Google が AI 部門のトップ人事を刷新しました。2026 年 8 月 5 日、Google DeepMind の CEO を務めてきたデミス・ハサビスが経営の第一線を退き、会長兼 Alphabet 最高科学責任者へと移行。後任として、旧 DeepMind の CTO であるコライ・カブクチョグルが上級副社長( SVP )に就任し、Gemini の開発と日常的な事業運営を担うことになりました。
さらに Financial Times が 2026 年 8 月 7 日に報じたところによると、共同創業者のセルゲイ・ブリンが研究開発と商業化の両面で指揮を執る体制へ移行したとのことです。 Google の収益を支える Gemini の競争力を高めるために、経営の実権をブリンに集中させる判断がなされたと見られています。
ブリン自身は 2019 年 12 月に経営幹部の座を退きましたが、その後も週 3 〜 4 日はオフィスに顔を出し、Gemini の開発に深く関わり続けてきました。ハサビスもかつて「セルゲイはコードを書くレベルで実務に踏み込んでいる」と語っていたほどです。 2026 年 6 月の業界イベントでは、ブリン本人が「私はカブクチョグルに突っ込んだ質問をして、ときに混乱させることもある。でも実際にチームをまとめて結果を出すのは彼だ」と話しており、実務のリーダーシップはカブクチョグルが握る形です。
一連の発表と前後して、 Google からの人材流出も目立ちました。在籍 27 年のベテランであるジェフ・ディーンが退社し、同僚とともに新会社 Discovery Loop を設立。研究者のノブ・シャジールは OpenAI へ移籍し、ハサビスとともに 2024 年のノーベル賞を受賞したジョン・ジャンパーは Anthropic への合流を表明しました。こうした動きが重なり、 Alphabet の株価は一時 4 % 下落しました。

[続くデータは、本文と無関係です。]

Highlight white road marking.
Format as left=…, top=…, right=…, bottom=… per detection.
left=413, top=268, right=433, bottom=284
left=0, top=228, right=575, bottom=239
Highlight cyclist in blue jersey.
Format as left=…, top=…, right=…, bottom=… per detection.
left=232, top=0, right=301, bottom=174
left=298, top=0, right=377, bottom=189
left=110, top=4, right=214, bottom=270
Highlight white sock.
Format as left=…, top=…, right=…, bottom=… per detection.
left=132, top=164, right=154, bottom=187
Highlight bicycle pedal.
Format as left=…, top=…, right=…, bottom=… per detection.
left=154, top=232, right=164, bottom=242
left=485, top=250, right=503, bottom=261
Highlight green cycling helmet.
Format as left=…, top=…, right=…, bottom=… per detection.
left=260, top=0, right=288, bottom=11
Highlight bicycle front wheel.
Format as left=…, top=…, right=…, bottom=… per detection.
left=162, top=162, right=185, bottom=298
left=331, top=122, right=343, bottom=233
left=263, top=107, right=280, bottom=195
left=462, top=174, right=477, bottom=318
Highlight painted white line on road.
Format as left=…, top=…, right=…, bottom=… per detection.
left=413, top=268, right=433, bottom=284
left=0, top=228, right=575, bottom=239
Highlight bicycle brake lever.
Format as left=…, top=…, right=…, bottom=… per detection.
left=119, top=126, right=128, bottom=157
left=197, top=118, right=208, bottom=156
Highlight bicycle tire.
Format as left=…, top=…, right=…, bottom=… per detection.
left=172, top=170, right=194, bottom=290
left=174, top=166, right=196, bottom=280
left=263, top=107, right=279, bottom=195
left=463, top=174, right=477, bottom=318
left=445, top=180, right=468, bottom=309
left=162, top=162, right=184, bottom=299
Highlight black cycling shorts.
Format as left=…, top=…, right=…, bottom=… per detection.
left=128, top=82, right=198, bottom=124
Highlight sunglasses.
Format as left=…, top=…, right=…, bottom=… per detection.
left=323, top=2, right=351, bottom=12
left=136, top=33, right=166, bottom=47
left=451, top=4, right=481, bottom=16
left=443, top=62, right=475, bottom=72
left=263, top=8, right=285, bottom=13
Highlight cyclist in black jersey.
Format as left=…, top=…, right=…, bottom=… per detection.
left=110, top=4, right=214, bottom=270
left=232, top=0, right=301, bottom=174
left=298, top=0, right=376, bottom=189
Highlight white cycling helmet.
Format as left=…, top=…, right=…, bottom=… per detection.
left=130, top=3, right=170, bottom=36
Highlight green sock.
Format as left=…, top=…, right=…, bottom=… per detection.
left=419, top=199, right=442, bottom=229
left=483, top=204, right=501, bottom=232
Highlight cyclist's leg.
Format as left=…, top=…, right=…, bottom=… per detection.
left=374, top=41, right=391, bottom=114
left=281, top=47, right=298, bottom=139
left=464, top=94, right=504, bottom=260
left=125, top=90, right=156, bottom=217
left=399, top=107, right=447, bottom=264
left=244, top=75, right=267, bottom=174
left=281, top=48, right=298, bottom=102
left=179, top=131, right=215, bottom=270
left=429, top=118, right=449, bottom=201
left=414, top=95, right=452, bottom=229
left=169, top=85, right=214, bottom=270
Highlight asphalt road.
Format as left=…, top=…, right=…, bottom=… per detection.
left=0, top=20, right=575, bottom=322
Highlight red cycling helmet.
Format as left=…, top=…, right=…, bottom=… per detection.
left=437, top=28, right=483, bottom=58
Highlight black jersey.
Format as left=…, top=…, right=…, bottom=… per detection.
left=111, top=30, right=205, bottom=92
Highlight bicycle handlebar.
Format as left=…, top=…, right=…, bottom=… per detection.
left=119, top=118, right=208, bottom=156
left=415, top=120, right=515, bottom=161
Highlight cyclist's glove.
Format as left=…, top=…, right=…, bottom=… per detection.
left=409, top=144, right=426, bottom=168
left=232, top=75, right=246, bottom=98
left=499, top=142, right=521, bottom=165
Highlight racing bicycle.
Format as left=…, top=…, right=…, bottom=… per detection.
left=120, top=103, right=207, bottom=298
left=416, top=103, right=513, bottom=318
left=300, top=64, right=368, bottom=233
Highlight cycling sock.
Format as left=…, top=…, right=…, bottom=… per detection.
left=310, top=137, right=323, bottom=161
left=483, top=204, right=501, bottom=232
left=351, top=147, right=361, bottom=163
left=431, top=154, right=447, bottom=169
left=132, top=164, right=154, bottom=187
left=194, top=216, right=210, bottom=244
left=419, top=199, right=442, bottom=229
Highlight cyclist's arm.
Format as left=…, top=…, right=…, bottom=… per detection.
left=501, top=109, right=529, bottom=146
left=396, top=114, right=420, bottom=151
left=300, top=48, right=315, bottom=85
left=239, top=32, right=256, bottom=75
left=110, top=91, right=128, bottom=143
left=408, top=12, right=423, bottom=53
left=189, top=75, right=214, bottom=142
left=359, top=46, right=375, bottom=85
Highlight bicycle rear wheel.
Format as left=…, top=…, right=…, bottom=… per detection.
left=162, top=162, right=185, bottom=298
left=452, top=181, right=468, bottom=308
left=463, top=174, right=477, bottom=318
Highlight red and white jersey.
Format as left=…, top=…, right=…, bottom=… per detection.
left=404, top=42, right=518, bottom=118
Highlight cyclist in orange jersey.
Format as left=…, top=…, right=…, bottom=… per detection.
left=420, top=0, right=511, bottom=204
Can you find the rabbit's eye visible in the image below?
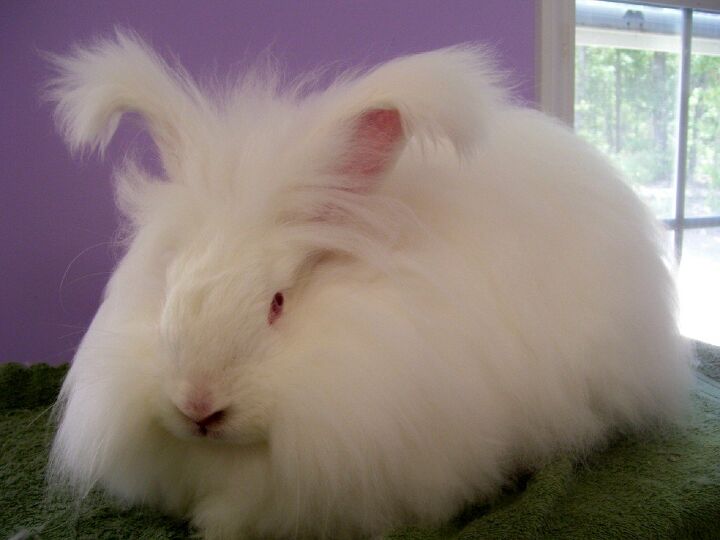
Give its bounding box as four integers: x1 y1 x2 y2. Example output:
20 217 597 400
268 292 285 324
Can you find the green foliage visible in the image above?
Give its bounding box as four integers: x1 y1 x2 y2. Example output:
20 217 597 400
575 46 720 216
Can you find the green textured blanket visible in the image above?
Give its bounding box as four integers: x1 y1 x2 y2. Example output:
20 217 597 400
0 345 720 540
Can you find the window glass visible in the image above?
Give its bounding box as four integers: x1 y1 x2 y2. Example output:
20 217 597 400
575 1 682 218
678 227 720 345
685 11 720 217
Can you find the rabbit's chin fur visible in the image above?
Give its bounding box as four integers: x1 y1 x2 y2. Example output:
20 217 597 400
48 33 690 538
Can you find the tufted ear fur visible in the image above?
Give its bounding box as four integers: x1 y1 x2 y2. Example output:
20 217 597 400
284 46 504 222
46 31 202 174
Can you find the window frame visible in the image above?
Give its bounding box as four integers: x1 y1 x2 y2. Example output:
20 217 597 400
536 0 720 264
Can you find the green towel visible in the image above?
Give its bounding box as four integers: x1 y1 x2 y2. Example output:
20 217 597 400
0 344 720 540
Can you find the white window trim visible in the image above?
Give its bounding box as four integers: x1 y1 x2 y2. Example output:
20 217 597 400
535 0 575 127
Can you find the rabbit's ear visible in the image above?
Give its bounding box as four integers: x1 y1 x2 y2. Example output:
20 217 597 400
310 47 504 192
335 109 405 192
46 31 202 173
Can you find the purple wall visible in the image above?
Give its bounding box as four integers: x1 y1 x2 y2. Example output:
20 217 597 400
0 0 535 363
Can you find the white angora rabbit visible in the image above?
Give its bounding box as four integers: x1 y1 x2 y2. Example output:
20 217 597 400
49 32 690 538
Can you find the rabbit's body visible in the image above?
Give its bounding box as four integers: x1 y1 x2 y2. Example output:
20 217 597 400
46 36 689 538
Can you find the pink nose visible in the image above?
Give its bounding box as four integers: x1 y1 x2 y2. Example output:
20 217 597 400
178 400 225 435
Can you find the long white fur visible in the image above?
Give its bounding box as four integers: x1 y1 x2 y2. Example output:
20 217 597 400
46 33 690 538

今回の再編には、地理的な意味合いもあります。ロンドンを拠点にしていたハサビスに対し、カブクチョグルはカリフォルニア州マウンテンビューに勤務しています。Google の AI 開発の中心が、改めてシリコンバレーに引き戻される格好です。
業界内では、創業者が直接 AI 開発を率いることへの期待感がある一方で、主力版の Gemini モデルが当初の 6 月リリース予定を過ぎてもまだ公開されていないことへの不満も根強くあります。 OpenAI や Anthropic との競争が激化する中、この体制変更が遅れを取り戻すきっかけになるかどうか、今後の動向が注目されます。